Morgen, wij ook Japanners

Uw bedrijf bulkt niet van de hightech ? En toch heeft u veel klanten en een mooie winst ? Pieker niet over uw tweederangs identiteit. Kennis is niet gelijk aan technologie en technologie is niet gelijk aan hightech en succes. Dr. Dany Jacobs bestudeert de ontwikkeling van de kenniseconomie al tien jaar.

Apeldoorn, (Nederland).

Jan Timmer, koosnaam de slager, is nog maar net verdwenen of de zoveelste chirurg formuleert beloften voor de klanten, de werknemers en de beleggers. Waarom begint het onverbeterlijke Philips onder marketeer Boonstra aan een nieuwe Gesundschrumpfung ? Daarom : de Nederlanders zweren bij kostenefficiëntie, zijn liever nabootser dan pionier, hebben minder innovatief zelfvertrouwen dan hun branie zou doen vermoeden. De antwoorden springen uit het nieuwste boek van dr. Dany Jacobs, Vlaams onderzoeker in Apeldoorn bij het Studiecentrum voor Technologie en Beleid van TNO (Nederlandse Organisatie voor Toegepast Natuurwetenschappelijk Onderzoek).

Sony was in 1971 één tiende van Philips (1,7 tegen 17 miljard gulden omzet). Vandaag haalt het dwergje met 150.000 werknemers een omzet van 74 miljard gulden. Philips draait met 265.000 medewerkers 64 miljard gulden. Matsushita boekt met hetzelfde aantal werknemers dus 265.000 een omzet van 120 miljard gulden, het dubbele van Philips. De één-op-twee-verhouding tref je aan bij alle Japanse concurrenten van Philips. De Aziaten bezitten slimme fabrieken.
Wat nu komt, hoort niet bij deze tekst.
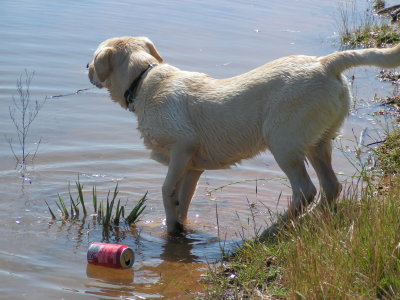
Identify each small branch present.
[365,139,386,147]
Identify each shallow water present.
[0,0,396,299]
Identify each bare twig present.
[6,70,47,177]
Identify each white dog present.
[88,37,400,234]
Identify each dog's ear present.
[143,37,163,63]
[94,47,113,82]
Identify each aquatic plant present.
[45,177,147,228]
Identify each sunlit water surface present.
[0,0,396,299]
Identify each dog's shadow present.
[160,230,220,263]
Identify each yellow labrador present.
[88,37,400,234]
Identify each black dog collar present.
[124,64,157,111]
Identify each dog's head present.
[87,37,163,108]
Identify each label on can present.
[87,243,135,269]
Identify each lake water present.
[0,0,396,299]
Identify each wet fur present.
[89,37,400,234]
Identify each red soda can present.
[87,243,135,269]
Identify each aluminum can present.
[87,243,135,269]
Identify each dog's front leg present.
[162,145,192,234]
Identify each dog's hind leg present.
[261,147,317,239]
[306,138,342,206]
[162,145,192,234]
[178,170,203,224]
[273,152,317,221]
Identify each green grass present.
[338,0,400,48]
[376,129,400,175]
[206,178,400,299]
[45,177,147,230]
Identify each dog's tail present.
[320,45,400,75]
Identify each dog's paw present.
[168,222,184,236]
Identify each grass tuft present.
[45,177,147,230]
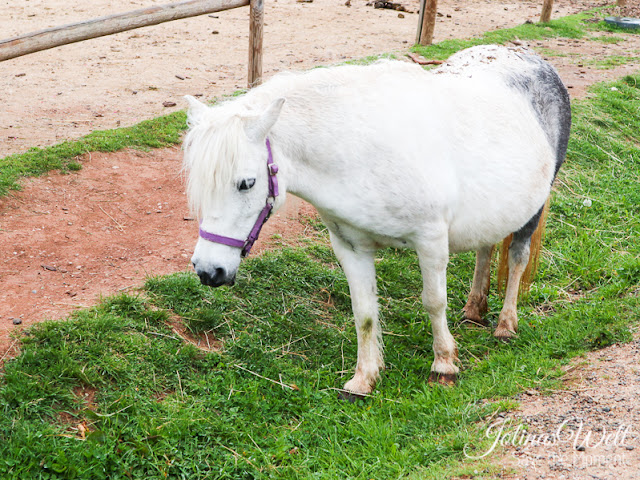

Volgens Dany Jacobs hebben Nederlanders de neiging om datgene te doen waarvan ze de Japanners verdenken : kopiëren en benchmarken. “Maar er is veel meer in Japan. De Japanners zijn arrogant, maar als ze leren van elders, is dat met de bedoeling om er iets origineels mee te doen, om iets nieuws te creëren. In Nederland kopieert men vooral. Ondernemingen in het Westen worden niet alleen Amerikaanser. Voor hun heil dienen ze ook Japanser te zijn.”

Handleiding.

Het mag de handleiding worden van de actie Innoverend Ondernemen in Vlaanderen. Dany Jacobs publiceert morgen Het kennisoffensief, met als ondertitel Slim concurreren in de kenniseconomie. “Ik ben blij om Innoverend Ondernemen, want die campagne gaat om meer dan techniek,” zegt Dany Jacobs. “De omslag van technologie naar het meer relevante en belangrijke begrip kennis hangt in de lucht. We spelen hier niet met woorden. Technologie en kennis zijn anders. Wie niet begint met dat verschil te onderkennen en daaruit besluiten trekt, komt nooit tot een ernstig groeibeleid. In het boek van Jo Cornu zit dezelfde filosofie. Als er één bedrijf technologiegedreven is, is het Alcatel. Zijn boek is dus een trendbreuk. Nederland heeft respect voor Lernout & Hauspie, die in hun sector intellectueel leiderschap hebben afgedwongen. Lernout & Hauspie maken gebruik van de Vlaamse talenknobbel om te differentiëren, niet om te imiteren. Als Nederland één groot tekort heeft, is het gebrek aan intellectueel leiderschap, volgens Hamel en Prahalad dé belangrijkse concurrentiefactor van de toekomst.”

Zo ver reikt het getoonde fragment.